Tall fescue is an option for use on Northland farms in dry conditions like the region's west coast is experiencing, says Steve Cranston, who investigated its use on seven Northland dairy farms during summer last year.
Mr Cranston, an AgFirst consultant in Hamilton, was a student at Lincoln University when he carried out his investigation and, with Lincoln lecturer Guy Trafford, produced a report on his findings.
Drought-tolerant pastures will be increasingly important in Northland dairying, with NIWA predicting a reduction of up to 5 per cent in its annual rainfall making droughts more frequent and intense, the report says.
Despite a survey finding four-out-of-five Northland farmers rated their experience with tall fescue good or very good, use of it as dairy pasture in Northland was low compared with more traditional perennial ryegrass.
Mr Cranston told the Rural Advocate there had been initial difficulties with managing tall fescue, but improved cultivars, endophytes and management techniques had increased its potential as a summer survival option for farmers.
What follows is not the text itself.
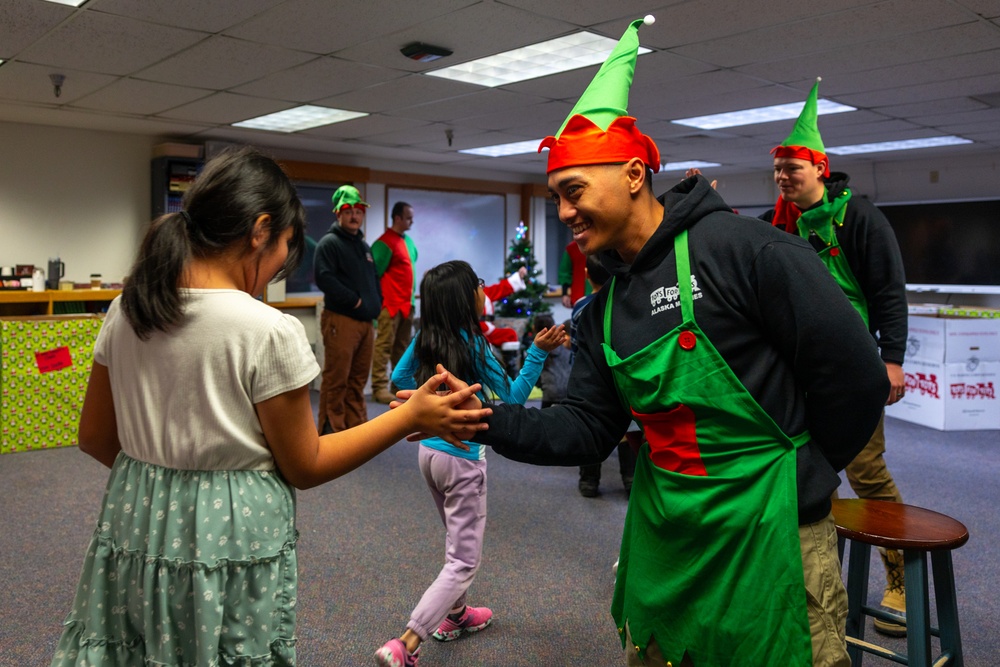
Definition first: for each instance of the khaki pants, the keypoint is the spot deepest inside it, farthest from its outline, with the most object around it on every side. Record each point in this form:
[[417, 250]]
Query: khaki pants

Tall fescue has been shown to have superior summer and autumn production compared with perennial ryegrass, with a temperature ceiling which allowed it to continue growing at temperatures from which ryegrass would suffer heat stress, his report says.
Tall fescue has one of the deepest rooting systems of all perennial pasture species, extending as deep as 2m, and its upright growth form allows more space for clover to grow compared with perennial ryegrass, which can crowd out other species.
In addition to drought resistance, tall fescue has high pest tolerance and can handle cow pugging damage better than ryegrass. The surveyed farmers' perception was that DairyNZ had a strong focus on ryegrass and little attention was being given to the potential of tall fescue to increase pasture persistence even though it appeared more suited to Northland conditions, the report says.